There have been claims that Bitcoin were a Ponzi scheme. These are voiced by old-school economists who probably feel — a bit too hastily though — that the lack of some monetary properties of Bitcoin make crypto currencies a fake altogether.

This fails to recognise that all crypto currencies are primarily a transactional tool, and a very good and economic one at that. (Simply compare them to conventional payment systems.) You would not want to use them as a long-term store of value (although some people may erroneously try to do just that: this does not make Bitcoin, LiteCoin or other such digital currencies Ponzi schemes).

Common credit cards — for their fees and percentages clipped off payments alone — would much rather pass the test as a Ponzi scheme. Supported by the mainstream media and users’ normalcy bias, their existence is questioned by very few people though.

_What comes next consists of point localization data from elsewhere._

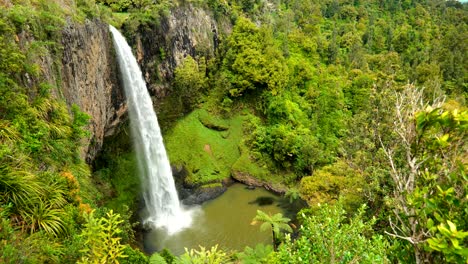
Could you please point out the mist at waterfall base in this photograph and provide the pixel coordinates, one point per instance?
(162, 206)
(225, 221)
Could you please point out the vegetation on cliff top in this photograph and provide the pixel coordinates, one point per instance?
(321, 99)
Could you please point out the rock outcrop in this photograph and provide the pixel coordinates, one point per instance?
(89, 79)
(187, 30)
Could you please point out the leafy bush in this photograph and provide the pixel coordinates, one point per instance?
(326, 236)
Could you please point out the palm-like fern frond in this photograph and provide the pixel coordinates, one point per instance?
(19, 187)
(42, 216)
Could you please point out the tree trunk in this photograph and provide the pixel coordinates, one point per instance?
(275, 247)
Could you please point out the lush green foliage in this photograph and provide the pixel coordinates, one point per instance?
(321, 86)
(276, 223)
(327, 236)
(101, 240)
(217, 150)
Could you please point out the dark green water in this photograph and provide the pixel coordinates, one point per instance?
(225, 221)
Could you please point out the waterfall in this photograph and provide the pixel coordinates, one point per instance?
(163, 208)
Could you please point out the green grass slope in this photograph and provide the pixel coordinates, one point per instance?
(206, 145)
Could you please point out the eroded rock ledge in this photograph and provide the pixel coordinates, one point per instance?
(90, 80)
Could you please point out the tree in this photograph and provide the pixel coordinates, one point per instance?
(428, 168)
(277, 223)
(326, 235)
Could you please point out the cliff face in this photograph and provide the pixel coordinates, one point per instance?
(90, 80)
(90, 76)
(187, 30)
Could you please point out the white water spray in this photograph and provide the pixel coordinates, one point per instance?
(159, 192)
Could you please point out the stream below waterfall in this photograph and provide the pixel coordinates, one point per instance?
(225, 221)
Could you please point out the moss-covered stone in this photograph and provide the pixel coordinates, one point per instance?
(206, 153)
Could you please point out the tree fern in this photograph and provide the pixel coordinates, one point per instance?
(43, 216)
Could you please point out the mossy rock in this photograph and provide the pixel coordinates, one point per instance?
(207, 154)
(257, 173)
(212, 122)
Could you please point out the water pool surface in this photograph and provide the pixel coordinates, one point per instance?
(225, 221)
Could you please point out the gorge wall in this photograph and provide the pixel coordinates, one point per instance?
(186, 31)
(90, 80)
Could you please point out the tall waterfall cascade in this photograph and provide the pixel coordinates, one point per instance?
(163, 208)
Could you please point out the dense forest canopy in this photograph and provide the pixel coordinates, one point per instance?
(358, 107)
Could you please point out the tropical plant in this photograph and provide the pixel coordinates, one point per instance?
(203, 256)
(327, 236)
(276, 223)
(259, 254)
(42, 215)
(102, 241)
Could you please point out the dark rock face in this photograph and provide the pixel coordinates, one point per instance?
(187, 30)
(250, 180)
(90, 80)
(194, 194)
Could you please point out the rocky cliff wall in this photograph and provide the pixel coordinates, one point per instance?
(187, 30)
(89, 79)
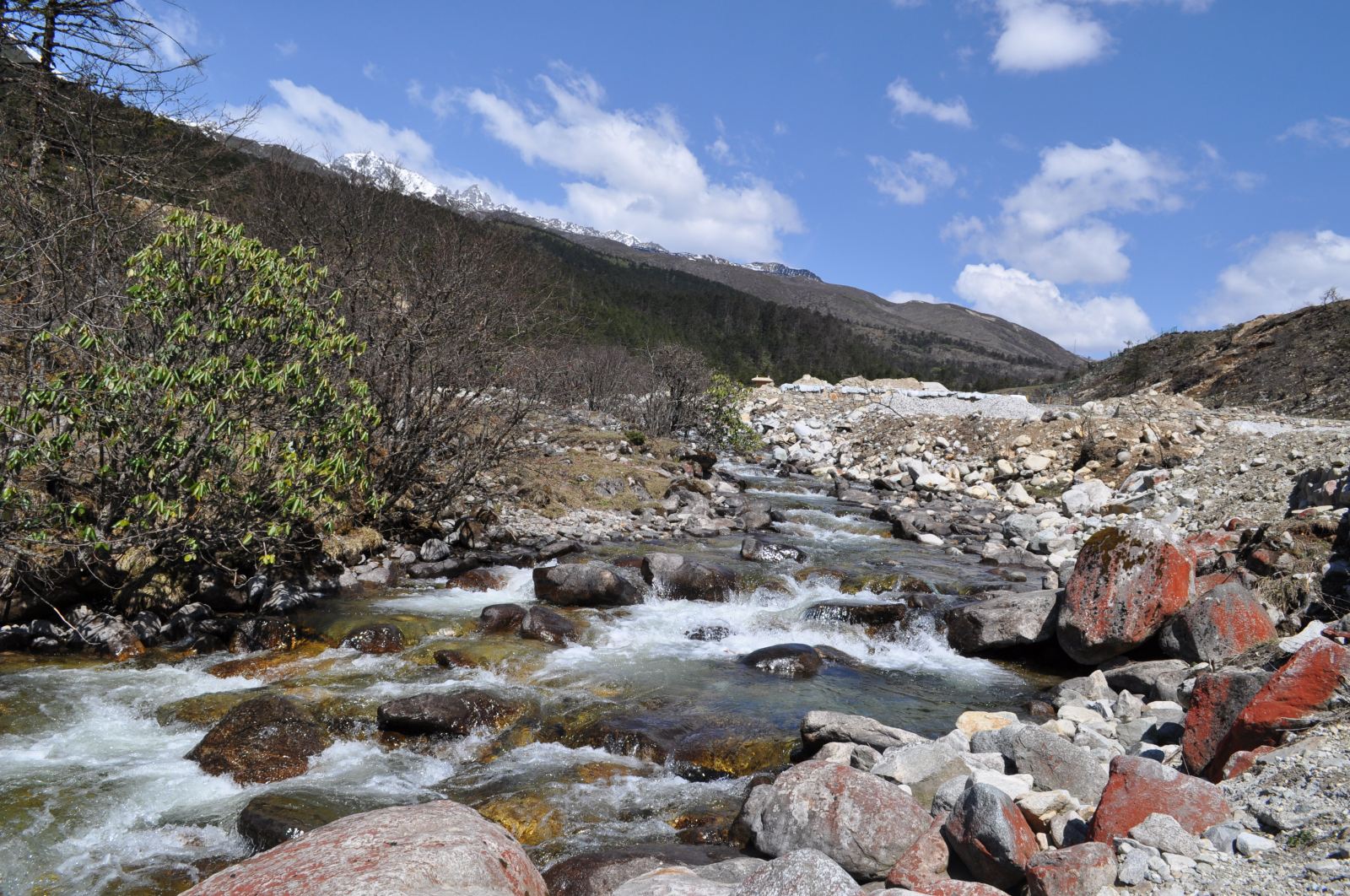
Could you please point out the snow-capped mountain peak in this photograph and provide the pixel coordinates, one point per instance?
(393, 175)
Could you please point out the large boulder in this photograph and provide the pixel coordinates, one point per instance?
(1215, 702)
(1052, 761)
(431, 848)
(859, 819)
(1309, 683)
(1002, 621)
(683, 579)
(1221, 625)
(1140, 787)
(585, 585)
(1079, 871)
(990, 835)
(823, 726)
(267, 738)
(445, 714)
(1126, 583)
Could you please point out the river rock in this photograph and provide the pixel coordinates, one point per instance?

Bitcoin is not what one would call a store of value either. It is important to again stress that it is not meant to be one but that it is a transaction-facilitating mechanism. It can (and cannot, at the same time) be argued that Bitcoin is “money” for it does have many of the basic monetary functions while lacking others at the same time.

Be that as it may, this definitely does not make Bitcoin a Ponzi scheme — and certainly not “the biggest one in history” anyway! So here’s another thought for anyone making these outlandish claims: even IF it were some Ponzi scheme, Bitcoin would hardly be the “largest in history” as this place is firmly secured for the U. S. dollar since 1913.

In light of today’s total volume, there’s no way (yet) for Bitcoin to take the dollar’s “reserved spot” for this dubious honour.